Tom Keegan: Beaty's failure to execute his own blueprint led to demise

Kansas head coach David Beaty watches a West Virginia score during the first quarter on Saturday, Sept. 23, 2017 at Memorial Stadium.

Kansas head coach David Beaty watches a West Virginia score during the first quarter on Saturday, Sept. 23, 2017 at Memorial Stadium.

Sunday, November 4, 2018

So nervous at his introductory press conference that he twice said “Texas” when he meant “Kansas,” David Beaty still was able to articulate his plan for rescuing a football program flailing in quicksand.

He could not execute his blueprint because he so quickly abandoned it. In three games shy of four seasons on the job, he didn’t move the program forward an inch and has a 6-39 record.

“It starts with not only having a recruiting board, but a Kansas recruiting board,” Beaty said at the beginning.

With a couple of exceptions each year, it pretty much turned into a walk-on recruiting board. That became the perception of many high school coaches in the state. It’s a tough one to dispute.

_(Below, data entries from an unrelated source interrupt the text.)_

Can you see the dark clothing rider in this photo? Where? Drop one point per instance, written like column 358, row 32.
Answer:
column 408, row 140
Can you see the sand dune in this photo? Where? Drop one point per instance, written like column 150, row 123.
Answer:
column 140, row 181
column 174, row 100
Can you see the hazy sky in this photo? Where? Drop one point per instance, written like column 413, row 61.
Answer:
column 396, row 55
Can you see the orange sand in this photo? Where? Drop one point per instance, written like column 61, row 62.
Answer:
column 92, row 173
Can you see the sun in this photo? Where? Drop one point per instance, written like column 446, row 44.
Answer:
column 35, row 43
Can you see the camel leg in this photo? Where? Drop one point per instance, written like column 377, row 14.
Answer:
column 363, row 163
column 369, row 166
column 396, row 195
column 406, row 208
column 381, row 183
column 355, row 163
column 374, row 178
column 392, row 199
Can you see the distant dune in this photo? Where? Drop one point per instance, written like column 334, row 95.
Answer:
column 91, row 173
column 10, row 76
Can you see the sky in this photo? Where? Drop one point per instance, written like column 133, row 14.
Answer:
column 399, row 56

“We truly want this to become a Kansas identity football team,” Beaty said his first day on the job. “Now, we’re going to recruit other areas. We’re going to hit the state of Texas. We’re going to hit the state of Oklahoma. We’re going to hit the state of Missouri. But this will be, make no mistake, this will be a Kansas identity program.”

Didn’t even come close to happening. There are more scholarship players from Florida than from Kansas on the roster.

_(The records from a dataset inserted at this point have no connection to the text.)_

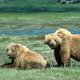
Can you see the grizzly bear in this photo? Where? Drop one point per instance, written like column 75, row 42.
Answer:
column 65, row 44
column 24, row 58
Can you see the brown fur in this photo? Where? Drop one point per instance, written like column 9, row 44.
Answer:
column 65, row 44
column 24, row 58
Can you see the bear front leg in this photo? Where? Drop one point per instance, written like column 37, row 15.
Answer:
column 65, row 54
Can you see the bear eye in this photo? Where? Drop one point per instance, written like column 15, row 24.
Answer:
column 7, row 50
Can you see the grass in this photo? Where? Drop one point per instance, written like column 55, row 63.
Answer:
column 29, row 21
column 52, row 74
column 35, row 43
column 24, row 21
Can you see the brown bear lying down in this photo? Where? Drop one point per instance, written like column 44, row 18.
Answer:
column 24, row 58
column 65, row 45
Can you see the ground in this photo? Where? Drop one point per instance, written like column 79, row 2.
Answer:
column 12, row 21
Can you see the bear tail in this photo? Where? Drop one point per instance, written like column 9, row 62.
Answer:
column 48, row 65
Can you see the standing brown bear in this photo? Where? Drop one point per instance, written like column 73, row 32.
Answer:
column 65, row 45
column 24, row 58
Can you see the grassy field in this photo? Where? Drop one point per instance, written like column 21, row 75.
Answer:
column 24, row 21
column 28, row 21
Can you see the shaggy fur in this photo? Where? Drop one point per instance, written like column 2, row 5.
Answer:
column 24, row 58
column 65, row 44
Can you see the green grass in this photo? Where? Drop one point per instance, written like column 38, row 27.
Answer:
column 26, row 21
column 49, row 74
column 12, row 21
column 35, row 43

“We’re going to earn the support of our students, our fans and the high school coaches from this great state, from east to west, north to south, and the recruits in this great state,” he said.

Smart plan, never executed.

Six scholarship players on the updated roster arrived directly from Kansas high schools. One of them, fifth-year linebacker Joe Dineen Jr., was recruited and played his first season for Charlie Weis. The other five: Mac Copeland, Jay Dineen, Joey Gilbertson, Jalan Robinson and Bryce Torneden.

“We also want to do a good job of keeping the best players in the state of Kansas right here at home at their university,” Beaty said on Day 1. “That is top priority for us. And we do that by building relationships, not only with them, but with their coaches, their families and the fans.”

Nope.

In the five recruiting classes from 2015 through 2019, the Jayhawks welcomed just three top-five Kansas recruits.

Quarterback Ryan Willis originally committed to Weis and then to Beaty, played two seasons at Kansas and is now starting quarterback at Virginia Tech. Kenyon Tabor, a terrific receiver prospect, suffered a career-ending injury before playing a college game. Redshirting freshman offensive lineman Mac Copeland is the third.

Miles Emery, No. 2 in the Class of 2018, made a verbal commitment to KU, but enrolled at Butler County Community College.

In that time period, Kansas State landed seven top-five Kansas recruits, Clemson, Oklahoma and Wisconsin two apiece, Iowa, Missouri, Nebraska, North Carolina, Northwestern and Notre Dame one apiece.

In Beaty’s first two recruiting seasons, Rivals still went 10 deep with its state rankings. Kansas picked up junior defensive back Torneden, a third-year starter and No. 9 in his class. Kansas State had four top 10 recruits in those two classes who did not earn top-five status.

Identifying quarterbacks also was a problem for Beaty.

Blue Valley North’s Graham Mertz, the state’s top-rated recruit in the Class of 2019, per Rivals, is bound for North Carolina. Labette County’s Easton Dean, the fourth-rated prospect, committed to Iowa State. Last season’s No. 1 recruit, Jace Ruder from Norton, is at North Carolina.

The talent in Kansas is more spread out than in most states, but playing football means more to a player from the state than to one just coming here because he was blown off by the top schools close to home. Offering a scholarship to a player from Kansas just a tad less talented than one from elsewhere often is the better way to go.

You can’t fill a whole roster with Kansas players and expect to survive in the Big 12, but with good projecting skills, a coach can find prospects not as close to their ceilings as are prospects in year-round football states. Bill Snyder has proven that for years.

Beaty didn’t succeed for a variety of reasons, ranging from recruiting too many transfers to too much turnover on his staff to never developing an offensive line or a quarterback.

His unintentional words from the introductory press conference proved to be his most prophetic. When going through a list of people he wanted to thank, Beaty said, “and certainly the search committee, who did a very thorough job and did a very professional job as they conducted this search. My condolences to them.”

Indeed.

The end all started at the beginning, when Beaty said the program would have a Kansas identity and then changed his mind.

It doesn’t matter whether the next KU coach says he will build his program first by ensuring that the top recruits from the state of Kansas stay at home. All that’s important is that he does so.